Pareció ser el comienzo de las operaciones de la Brigada Lautaro y el grupo Delfín, que desde comienzos de 1976 tenían la misión de exterminar al Partido Comunista. A pocos días de las detenciones en calle Conferencia fue apresado el subsecretario del partido, Víctor Díaz López, oculto en una vivienda supuestamente segura, con la cobertura de pariente de los dueños de casa. Díaz había remplazado a Luis Corvalán, detenido en octubre de 1973. Muchas detenciones en esa primera oleada represiva obligaron a constituir una nueva dirección con Fernando Ortiz Letelier a la cabeza, junto a dirigentes como Waldo Pizarro, Horacio Zepeda y Lincoyán Berríos. Nuevamente se multiplicaron las detenciones, las desapariciones y los allanamientos a casas que servían para contactos. Esa segunda dirección del PC fue detenida a fines de 1976.
EL JUEZ MONTIGLIO
Terminada la dictadura, la investigación fue asumida por Víctor Montiglio, el ministro de la Corte de Apelaciones de Santiago, que se hizo cargo del caso calle Conferencia empantanado durante más de treinta años. Aprovechando la captura de Jorgelino Vergara Bravo, ex agente de la Dina y la CNI, el juez Montiglio logró que éste rompiera el pacto de silencio y abriera las compuertas a la verdad. Vergara es un testigo privilegiado. Siendo casi un niño comenzó a trabajar en la casa del coronel Manuel Contreras, jefe de la Dina. Conoció a su familia, actuando como un mozo que ayudaba en las labores de la casa. Pasado un tiempo ingresó a la Dina. Siguió siendo «el mocito» pero en algún momento se convirtió en agente de seguridad por sus condiciones físicas, su manejo de armas y técnicas de defensa personal y sobre todo, por su lealtad, reforzada por el acostumbrado juramento de silencio. Fue destinado al cuartel secreto de calle Simón Bolívar a la altura del 8000.

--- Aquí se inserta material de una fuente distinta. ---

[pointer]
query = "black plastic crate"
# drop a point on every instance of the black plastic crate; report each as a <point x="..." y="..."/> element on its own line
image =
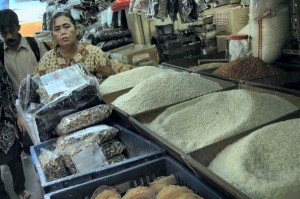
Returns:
<point x="141" y="175"/>
<point x="138" y="150"/>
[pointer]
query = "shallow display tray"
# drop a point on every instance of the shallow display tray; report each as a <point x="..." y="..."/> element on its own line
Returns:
<point x="138" y="150"/>
<point x="199" y="160"/>
<point x="226" y="85"/>
<point x="141" y="175"/>
<point x="139" y="120"/>
<point x="188" y="62"/>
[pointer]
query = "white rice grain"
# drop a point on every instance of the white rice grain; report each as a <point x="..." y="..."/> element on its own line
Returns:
<point x="265" y="164"/>
<point x="127" y="79"/>
<point x="164" y="89"/>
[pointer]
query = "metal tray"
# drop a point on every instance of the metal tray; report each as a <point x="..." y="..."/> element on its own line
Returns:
<point x="199" y="160"/>
<point x="190" y="159"/>
<point x="226" y="85"/>
<point x="138" y="150"/>
<point x="141" y="175"/>
<point x="110" y="97"/>
<point x="187" y="62"/>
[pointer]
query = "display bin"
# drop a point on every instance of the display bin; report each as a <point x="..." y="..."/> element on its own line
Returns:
<point x="188" y="62"/>
<point x="225" y="85"/>
<point x="138" y="150"/>
<point x="138" y="121"/>
<point x="283" y="79"/>
<point x="141" y="175"/>
<point x="199" y="159"/>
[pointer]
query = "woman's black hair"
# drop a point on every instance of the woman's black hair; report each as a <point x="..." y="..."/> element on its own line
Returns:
<point x="59" y="14"/>
<point x="8" y="18"/>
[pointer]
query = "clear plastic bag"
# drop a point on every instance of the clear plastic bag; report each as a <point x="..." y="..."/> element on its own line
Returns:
<point x="83" y="119"/>
<point x="47" y="115"/>
<point x="99" y="133"/>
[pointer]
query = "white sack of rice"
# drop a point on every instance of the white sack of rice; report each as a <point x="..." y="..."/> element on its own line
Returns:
<point x="269" y="37"/>
<point x="128" y="79"/>
<point x="216" y="116"/>
<point x="265" y="164"/>
<point x="164" y="89"/>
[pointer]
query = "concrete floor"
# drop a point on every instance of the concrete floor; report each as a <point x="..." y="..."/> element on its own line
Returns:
<point x="32" y="183"/>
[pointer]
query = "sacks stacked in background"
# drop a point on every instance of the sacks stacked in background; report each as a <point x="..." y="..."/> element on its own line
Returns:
<point x="269" y="28"/>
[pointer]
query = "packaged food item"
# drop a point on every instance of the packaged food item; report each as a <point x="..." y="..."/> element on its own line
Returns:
<point x="83" y="119"/>
<point x="53" y="165"/>
<point x="87" y="155"/>
<point x="99" y="134"/>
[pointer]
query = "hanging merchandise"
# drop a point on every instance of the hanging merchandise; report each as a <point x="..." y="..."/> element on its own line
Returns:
<point x="187" y="10"/>
<point x="131" y="5"/>
<point x="140" y="6"/>
<point x="109" y="34"/>
<point x="120" y="5"/>
<point x="173" y="8"/>
<point x="162" y="9"/>
<point x="201" y="5"/>
<point x="152" y="9"/>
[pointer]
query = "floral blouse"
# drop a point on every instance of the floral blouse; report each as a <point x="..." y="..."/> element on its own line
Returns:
<point x="8" y="125"/>
<point x="93" y="58"/>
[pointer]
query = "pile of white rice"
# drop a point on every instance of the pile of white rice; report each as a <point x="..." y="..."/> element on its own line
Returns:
<point x="213" y="117"/>
<point x="128" y="79"/>
<point x="164" y="89"/>
<point x="265" y="164"/>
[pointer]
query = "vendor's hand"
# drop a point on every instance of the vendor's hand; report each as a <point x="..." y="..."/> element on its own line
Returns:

Con memoria fotográfica Vergara recordó ante el juez Montiglio su permanencia en el cuartel. Dio detalles, nombres, descripción de lugares, fechas, reconoció a víctimas en fotografías. La mayoría de lo que dijo coincidió con lo que ya se sabía o empezó a ser reconocido por otros agentes. En primer lugar por el comandante del cuartel, el ex coronel Juan Morales Salgado, que recordaba con afecto a Jorgelino. Luego hizo lo mismo el agente Jorge Pinchumán Curiqueo. Después vinieron los demás. Cada cual se interesaba sólo en salvar el pellejo. Se abría el secreto mejor guardado por la dictadura: el cuartel de la Dina de donde ninguno de los prisioneros salió vivo. Un campo de exterminio total y absoluto.
Fue un verdadero cataclismo. El juez Montiglio encausó a sesenta personas, desde el general (r) Manuel Contreras hasta simples agentes de todas las ramas y grados de las fuerzas armadas y la policía, incluyendo a mujeres que ocasionalmente fueron torturadoras pero que, habitualmente, ayudaban, o suministraban drogas letales a los prisioneros. El juez Montiglio falleció de cáncer en marzo de 2011. El proceso sigue abierto. Se espera pronto haya sentencia, aunque no faltan los que sostienen que todo quedará en nada.
EL MOCITO
El libro La danza de los cuervos (Ceibo ediciones, 275 pgs.) del periodista Javier Rebolledo, cuenta esta historia a través de las palabras de Jorgelino Vergara, el mismo en que se centró el documental El Mocito de Marcela Said y Jean de Certeau. Como advierte el prologuista, Jorge Escalante, primer periodista que cubrió notablemente la información sobre lo sucedido en el cuartel Simón Bolívar y el trabajo del juez Montiglio: «Nunca antes un ex agente relató tan detalladamente la crueldad recogida en esta obra. El Mocito fue un testigo dorado. Según él nunca mató ni torturó. Según él. En este libro así lo sostiene».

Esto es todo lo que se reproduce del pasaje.